Представь, как вы едете на его красном пикапе «Форд» в Блокбастер, чтобы взять фильмы напрокат. Вы слушаете отцовские записи пейотной музыки. Шуршащие пленки с трескотней погремушек из тыквы и грохотом барабанов. Отцу нравилось включать их погромче. Ты не можешь не признать, насколько узнаваемый этот звук. Насколько заметно, что твой отец – индеец. Ты спрашиваешь, можно ли выключить музыку. Заставляешь его вытащить пленки. И врубаешь городское радио 106 KMEL, слушая любимый рэп или R&B. Но тогда отец пытается танцевать под твою музыку. Он выпячивает свои большие индейские губы, смущая тебя, высовывает из окна руку ладонью вверх и отстукивает по воздуху ритм, просто чтобы быть с тобой на одной волне. Ты со злости совсем выключаешь музыку. И вот тогда ты мог бы услышать от своего отца историю его детства. О том, как он собирал хлопок с бабушкой и дедом за десять центов в день, или о том, как сидящая на дереве сова обстреливала его и друзей камнями, или о том, как его прабабка молитвой расколола торнадо пополам.

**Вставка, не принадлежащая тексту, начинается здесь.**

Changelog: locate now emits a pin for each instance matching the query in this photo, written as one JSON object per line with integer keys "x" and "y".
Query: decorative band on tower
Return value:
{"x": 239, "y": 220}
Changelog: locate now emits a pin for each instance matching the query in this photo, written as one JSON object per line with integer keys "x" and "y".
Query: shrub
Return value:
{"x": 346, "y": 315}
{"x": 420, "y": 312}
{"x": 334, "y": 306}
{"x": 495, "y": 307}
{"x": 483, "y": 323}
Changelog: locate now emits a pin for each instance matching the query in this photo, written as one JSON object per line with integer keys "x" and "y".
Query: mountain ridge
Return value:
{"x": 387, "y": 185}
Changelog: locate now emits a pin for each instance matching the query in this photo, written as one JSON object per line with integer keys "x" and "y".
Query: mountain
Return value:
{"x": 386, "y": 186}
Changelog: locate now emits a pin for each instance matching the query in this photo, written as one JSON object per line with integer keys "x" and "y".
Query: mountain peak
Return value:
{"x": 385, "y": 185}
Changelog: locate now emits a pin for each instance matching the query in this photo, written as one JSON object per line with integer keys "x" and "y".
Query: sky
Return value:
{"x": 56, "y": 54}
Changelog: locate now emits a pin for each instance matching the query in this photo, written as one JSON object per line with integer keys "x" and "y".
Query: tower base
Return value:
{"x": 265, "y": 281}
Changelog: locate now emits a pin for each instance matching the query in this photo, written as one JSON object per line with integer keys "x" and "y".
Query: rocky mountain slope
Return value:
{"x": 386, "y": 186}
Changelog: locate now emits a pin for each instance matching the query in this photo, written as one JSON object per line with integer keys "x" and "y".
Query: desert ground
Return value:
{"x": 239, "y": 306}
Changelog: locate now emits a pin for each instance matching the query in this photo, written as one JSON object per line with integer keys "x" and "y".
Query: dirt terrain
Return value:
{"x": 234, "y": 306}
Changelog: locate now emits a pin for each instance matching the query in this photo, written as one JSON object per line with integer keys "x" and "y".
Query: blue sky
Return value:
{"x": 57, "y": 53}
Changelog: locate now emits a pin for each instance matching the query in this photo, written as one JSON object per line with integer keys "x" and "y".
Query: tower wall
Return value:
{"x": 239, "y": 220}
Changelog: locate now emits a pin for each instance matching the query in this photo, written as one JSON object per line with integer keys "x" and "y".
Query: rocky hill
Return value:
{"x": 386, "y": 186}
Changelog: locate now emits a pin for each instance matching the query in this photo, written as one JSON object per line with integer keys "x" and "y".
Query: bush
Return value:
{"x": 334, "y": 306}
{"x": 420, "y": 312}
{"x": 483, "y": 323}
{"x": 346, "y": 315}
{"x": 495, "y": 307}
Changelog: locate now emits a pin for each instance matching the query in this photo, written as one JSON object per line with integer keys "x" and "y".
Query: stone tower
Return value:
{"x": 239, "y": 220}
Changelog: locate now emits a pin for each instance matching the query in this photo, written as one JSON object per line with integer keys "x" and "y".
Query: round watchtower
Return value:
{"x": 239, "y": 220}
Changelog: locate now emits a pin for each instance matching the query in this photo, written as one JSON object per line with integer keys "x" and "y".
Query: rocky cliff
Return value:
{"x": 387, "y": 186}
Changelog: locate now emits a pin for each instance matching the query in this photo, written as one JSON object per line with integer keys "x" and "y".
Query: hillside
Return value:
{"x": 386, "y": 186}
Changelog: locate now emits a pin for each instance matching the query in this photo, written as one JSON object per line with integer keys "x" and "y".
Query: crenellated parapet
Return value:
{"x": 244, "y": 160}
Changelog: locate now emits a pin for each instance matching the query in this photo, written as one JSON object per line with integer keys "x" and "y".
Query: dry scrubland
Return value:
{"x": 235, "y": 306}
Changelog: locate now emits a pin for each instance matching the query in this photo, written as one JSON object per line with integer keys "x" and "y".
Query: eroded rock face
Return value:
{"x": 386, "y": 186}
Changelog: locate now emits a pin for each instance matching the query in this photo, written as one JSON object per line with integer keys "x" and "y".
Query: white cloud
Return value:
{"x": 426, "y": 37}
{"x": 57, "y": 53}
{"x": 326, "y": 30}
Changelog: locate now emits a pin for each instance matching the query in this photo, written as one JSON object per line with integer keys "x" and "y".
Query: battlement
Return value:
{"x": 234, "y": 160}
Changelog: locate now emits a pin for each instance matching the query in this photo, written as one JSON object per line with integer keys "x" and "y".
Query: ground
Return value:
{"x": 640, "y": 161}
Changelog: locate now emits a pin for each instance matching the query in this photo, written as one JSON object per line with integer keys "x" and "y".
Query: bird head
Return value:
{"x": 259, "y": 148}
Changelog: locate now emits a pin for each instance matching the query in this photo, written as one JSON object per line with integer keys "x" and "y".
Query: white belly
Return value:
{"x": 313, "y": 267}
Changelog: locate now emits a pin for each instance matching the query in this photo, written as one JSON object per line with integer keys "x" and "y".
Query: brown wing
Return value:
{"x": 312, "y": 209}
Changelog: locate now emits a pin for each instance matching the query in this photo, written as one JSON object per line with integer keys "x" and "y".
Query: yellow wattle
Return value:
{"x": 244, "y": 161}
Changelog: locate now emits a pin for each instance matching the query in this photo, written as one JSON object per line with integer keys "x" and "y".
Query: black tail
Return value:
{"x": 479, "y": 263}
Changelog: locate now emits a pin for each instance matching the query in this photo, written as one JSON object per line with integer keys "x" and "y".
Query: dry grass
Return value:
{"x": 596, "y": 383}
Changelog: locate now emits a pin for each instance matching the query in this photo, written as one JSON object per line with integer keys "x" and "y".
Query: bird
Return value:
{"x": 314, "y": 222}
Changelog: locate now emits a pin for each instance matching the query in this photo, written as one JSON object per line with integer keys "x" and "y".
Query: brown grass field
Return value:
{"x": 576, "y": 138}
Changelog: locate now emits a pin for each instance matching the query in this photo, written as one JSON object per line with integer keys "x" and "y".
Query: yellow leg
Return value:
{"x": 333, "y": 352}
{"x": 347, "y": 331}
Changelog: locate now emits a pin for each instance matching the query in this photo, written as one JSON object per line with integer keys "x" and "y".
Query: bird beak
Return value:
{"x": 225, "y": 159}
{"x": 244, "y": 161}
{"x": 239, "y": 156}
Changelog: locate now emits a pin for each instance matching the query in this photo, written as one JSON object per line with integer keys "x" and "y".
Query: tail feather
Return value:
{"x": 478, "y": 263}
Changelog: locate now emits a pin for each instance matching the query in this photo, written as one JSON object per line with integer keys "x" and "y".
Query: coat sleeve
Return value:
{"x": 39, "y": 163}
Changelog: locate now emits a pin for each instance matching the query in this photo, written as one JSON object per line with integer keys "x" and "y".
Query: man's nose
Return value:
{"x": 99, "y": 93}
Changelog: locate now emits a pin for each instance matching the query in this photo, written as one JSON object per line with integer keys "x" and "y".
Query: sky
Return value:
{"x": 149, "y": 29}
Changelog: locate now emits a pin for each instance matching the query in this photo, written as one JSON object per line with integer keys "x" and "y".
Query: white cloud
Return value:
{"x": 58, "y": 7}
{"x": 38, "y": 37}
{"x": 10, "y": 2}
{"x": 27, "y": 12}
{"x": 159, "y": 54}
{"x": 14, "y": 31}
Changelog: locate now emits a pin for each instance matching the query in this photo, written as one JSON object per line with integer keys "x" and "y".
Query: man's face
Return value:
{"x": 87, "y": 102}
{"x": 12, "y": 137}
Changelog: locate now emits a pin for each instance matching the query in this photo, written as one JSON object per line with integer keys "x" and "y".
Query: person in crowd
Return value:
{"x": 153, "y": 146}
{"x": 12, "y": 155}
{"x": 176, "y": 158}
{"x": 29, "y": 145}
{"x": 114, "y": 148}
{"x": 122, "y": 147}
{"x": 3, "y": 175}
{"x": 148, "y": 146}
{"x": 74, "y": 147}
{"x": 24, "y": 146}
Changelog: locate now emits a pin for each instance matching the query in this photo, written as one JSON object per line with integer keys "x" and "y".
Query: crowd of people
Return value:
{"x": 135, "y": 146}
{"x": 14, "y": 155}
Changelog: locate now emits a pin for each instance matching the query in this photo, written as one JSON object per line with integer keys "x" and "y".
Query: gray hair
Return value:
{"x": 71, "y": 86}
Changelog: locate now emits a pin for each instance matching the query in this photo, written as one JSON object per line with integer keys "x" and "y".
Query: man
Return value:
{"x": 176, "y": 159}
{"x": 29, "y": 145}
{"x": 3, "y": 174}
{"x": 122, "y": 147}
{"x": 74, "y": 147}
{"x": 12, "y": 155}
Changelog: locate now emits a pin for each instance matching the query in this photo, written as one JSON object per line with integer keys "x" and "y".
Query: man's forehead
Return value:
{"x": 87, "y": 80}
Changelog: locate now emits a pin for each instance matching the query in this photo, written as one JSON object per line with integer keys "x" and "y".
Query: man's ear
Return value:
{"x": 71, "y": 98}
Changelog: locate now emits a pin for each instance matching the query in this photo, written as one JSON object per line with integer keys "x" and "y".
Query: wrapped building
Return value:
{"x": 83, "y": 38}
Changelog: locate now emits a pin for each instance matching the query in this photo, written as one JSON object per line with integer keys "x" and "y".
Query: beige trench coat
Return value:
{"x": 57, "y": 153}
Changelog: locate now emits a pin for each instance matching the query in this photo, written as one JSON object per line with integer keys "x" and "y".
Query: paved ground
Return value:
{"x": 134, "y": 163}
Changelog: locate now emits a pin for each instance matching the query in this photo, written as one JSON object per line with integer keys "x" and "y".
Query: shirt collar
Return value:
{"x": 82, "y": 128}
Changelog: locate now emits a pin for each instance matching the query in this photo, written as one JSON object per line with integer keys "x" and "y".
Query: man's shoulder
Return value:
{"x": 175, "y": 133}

Груз обид, что ты несешь на себе, имеет отношение к твоему оклендскому происхождению. Это не просто груз, а бетонная плита, слишком тяжелая с одной стороны – той, что не белая. Что же до маминой белой стороны, там намешано много всего и недостаточно, чтобы понять, что с этим делать. Ты – из народа, который брал, и брал, и брал. И ты – из народа, у которого отнимали. Ты – оба народа и ни один из них. Принимая ванну, ты смотришь на свои коричневые руки, прижатые к белым ногам под водой, и задаешься вопросом, что они делают вместе на одном теле, в одной ванне.